A Brief History of Dentistry
With all of the advancements that dentistry has made, it’s hard for us to think about what dentistry must have been like before it became modernised. How did people take care of their teeth hundreds of years ago? Whom did they call if they had a toothache?
We’re very interested in the origins of our field at Coburg Dental Group, so here is a brief history of dentistry.
Before the agricultural revolution, tooth decay was very low. But 10,000 years ago spurred the growth of farming society, an event that correlated with an increase in cavities. There is evidence of dentistry as far back as 7000 BC in the Indus Valley Civilization, a Bronze Age civilisation that was in what is now northeast Afghanistan, Pakistan and northwest India. Their form of dentistry involved curing tooth related disorders with bow drills, a reliable and effective practice that we use in another form today.
The earliest known dental filling was made of beeswax and discovered in Slovenia. It is dated back 6500 years. From a Sumerian text in 5000 BC up until the 14th century AD, people all over Asia, Europe and Africa believed that tooth worms caused tooth decay.
The first recorded use of dental appliances or bridges comes from the Etruscans, a society that lived in Italy, as early as 700 BC. Ancient Greek scholars like Hippocrates and Aristotle, among their philosophies, also wrote about patterns of teeth, how to treat gum disease and decayed teeth, extracting teeth with forceps and the use of wires to stabilise loose teeth and fractured jaws.
Historically, dental extractions have been used to treat a variety of illnesses and dentistry was never a profession in itself. General physicians and barbers would usually perform dental procedures, which were often limited to extractions. They did, however, come up with some interesting instruments for this task. Guy de Chauliac invented the dental pelican in the 14th century. His invention was used to perform extractions until the late 18th century, when the pelican was replaced by the dental key, which was then replaced by modern forceps in the 20th century.
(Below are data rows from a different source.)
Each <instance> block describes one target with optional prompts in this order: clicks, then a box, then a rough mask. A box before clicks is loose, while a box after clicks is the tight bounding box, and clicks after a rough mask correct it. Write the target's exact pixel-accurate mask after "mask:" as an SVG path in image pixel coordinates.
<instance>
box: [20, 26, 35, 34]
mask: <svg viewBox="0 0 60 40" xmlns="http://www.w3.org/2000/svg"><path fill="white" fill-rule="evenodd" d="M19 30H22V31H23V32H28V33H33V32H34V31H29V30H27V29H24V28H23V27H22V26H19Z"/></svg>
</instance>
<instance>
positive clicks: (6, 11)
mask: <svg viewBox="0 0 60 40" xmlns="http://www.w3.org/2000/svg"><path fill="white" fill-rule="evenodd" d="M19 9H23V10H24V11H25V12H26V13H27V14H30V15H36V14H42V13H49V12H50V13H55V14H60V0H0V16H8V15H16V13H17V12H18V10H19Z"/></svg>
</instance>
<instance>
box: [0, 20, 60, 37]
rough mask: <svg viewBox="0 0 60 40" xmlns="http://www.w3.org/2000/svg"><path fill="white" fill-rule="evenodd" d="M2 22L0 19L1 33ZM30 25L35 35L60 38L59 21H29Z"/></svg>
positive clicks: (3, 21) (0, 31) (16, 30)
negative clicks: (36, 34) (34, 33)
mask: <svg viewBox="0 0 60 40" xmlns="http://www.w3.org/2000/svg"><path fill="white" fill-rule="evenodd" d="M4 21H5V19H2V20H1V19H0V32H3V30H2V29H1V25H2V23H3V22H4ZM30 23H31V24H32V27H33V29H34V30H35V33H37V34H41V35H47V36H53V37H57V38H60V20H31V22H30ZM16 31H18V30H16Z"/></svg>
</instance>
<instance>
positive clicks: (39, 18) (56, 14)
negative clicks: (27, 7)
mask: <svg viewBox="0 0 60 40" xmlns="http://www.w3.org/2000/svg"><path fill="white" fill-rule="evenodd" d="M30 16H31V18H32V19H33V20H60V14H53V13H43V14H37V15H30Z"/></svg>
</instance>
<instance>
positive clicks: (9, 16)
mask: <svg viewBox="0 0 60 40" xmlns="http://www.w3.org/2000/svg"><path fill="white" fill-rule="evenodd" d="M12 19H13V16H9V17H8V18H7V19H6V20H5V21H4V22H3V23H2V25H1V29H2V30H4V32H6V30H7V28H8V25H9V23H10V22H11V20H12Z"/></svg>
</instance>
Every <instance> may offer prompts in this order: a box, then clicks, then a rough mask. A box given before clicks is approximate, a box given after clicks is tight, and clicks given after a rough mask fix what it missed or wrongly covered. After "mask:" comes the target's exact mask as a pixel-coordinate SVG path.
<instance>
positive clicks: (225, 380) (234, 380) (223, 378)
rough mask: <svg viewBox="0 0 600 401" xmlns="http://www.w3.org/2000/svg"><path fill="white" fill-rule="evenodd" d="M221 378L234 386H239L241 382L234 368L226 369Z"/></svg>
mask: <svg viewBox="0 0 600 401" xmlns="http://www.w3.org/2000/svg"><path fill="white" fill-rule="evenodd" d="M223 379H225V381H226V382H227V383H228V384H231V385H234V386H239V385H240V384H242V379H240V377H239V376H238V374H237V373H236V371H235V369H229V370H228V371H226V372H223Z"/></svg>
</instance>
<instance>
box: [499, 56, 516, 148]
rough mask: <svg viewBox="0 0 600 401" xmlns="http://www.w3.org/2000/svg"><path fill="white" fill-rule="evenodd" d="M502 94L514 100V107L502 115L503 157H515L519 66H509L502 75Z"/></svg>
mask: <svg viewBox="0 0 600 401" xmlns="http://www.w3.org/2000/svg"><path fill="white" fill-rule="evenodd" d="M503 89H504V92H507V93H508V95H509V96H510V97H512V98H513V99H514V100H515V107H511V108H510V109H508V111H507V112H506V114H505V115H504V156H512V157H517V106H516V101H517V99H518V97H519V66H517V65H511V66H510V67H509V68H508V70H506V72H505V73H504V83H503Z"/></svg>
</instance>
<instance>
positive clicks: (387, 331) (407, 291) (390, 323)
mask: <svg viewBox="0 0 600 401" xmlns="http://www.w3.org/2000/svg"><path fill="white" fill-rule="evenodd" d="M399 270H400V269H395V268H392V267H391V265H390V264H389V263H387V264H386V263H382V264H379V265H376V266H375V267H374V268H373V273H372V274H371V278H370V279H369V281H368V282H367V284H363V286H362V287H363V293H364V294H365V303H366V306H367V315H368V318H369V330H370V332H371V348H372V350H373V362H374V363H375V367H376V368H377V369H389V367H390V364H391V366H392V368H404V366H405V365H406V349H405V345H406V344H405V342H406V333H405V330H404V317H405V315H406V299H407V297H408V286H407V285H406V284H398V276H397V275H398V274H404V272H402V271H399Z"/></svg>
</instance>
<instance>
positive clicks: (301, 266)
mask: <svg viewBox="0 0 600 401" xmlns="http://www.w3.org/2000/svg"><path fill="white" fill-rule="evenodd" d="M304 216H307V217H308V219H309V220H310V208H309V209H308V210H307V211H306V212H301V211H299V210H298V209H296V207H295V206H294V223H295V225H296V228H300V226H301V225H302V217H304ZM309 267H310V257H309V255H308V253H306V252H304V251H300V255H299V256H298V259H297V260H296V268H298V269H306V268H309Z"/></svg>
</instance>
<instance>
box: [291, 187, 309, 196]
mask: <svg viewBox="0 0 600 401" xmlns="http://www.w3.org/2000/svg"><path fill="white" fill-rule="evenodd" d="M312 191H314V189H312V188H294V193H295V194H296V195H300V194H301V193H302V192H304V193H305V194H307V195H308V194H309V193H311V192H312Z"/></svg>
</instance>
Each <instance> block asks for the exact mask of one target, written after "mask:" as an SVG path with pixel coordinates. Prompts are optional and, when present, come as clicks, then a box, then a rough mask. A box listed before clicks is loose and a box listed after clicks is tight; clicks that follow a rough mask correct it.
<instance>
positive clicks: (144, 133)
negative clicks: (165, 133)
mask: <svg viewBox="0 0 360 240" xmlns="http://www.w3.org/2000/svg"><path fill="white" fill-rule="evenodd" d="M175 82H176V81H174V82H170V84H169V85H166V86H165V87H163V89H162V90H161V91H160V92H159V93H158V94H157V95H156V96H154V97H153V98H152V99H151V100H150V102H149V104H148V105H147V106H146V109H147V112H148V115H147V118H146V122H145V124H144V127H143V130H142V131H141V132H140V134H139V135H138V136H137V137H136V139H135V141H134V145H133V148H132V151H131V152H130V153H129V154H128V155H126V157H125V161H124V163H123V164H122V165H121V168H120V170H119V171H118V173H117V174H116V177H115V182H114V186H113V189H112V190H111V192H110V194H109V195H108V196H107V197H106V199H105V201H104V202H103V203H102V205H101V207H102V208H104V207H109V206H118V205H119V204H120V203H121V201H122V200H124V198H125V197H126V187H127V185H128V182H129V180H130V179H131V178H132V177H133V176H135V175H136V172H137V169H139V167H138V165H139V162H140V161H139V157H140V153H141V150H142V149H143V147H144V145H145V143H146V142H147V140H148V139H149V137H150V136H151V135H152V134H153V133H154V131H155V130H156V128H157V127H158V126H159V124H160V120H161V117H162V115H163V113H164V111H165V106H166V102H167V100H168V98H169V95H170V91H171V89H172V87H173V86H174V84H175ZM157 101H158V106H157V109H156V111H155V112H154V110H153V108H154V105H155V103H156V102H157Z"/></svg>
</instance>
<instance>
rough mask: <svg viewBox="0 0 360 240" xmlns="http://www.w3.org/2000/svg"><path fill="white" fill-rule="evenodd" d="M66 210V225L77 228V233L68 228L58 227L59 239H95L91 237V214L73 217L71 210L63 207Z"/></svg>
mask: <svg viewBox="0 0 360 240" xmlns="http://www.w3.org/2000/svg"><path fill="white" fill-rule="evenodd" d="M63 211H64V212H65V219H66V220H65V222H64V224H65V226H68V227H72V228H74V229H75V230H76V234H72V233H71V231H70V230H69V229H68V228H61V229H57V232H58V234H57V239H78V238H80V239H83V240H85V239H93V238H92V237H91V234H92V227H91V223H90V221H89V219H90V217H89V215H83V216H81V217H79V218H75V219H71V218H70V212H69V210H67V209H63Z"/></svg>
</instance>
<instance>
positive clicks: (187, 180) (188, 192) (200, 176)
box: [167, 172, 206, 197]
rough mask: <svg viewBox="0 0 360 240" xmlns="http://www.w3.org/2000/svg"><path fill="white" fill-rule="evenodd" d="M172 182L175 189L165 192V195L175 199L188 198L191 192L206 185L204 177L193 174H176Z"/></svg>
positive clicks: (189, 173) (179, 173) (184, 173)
Modern dentistry began to develop between 1650 and 1800. “The father of modern dentistry” is the French surgeon Pierre Fauchard, due to his improvements of dental instruments. Fauchard reached far and wide to get it right, adapting tools from watchmakers, barbers and jewellers. He introduced dental fillings for cavities to the Western world, and realised the harmful consequences that sugar derivative acids have on the teeth. He also was a pioneer of dental prosthesis, suggesting substitutes for missing teeth like carved blocks of ivory or bone. In addition, he introduced braces, initially made of gold and waxed linen or silk threads.
British surgeon John Hunter published two very important books for the world of modern dentistry: Natural History of Human Teeth (1771) and Practical Treatise on the Diseases of the Teeth (1778). In 1763, he and London dentist James Spence worked together to theorise how tooth transplants would work. While the donated teeth never properly bonded with the patients’ gums, this was a remarkable achievement.
The 18th century brought dentistry leaps and bounds and into a profession, which first came under government regulation by the end of the 19th century with the Dentist Act in the UK in 1878. The British Dental Association formed in 1879.
Following these big steps, toothpaste was first sold in tubes in 1892, the first dental x-ray was made in 1896, and the first nylon toothbrush was made in 1938. The British NHS in 1948 made dental care much better, and it has continued to grow ever since.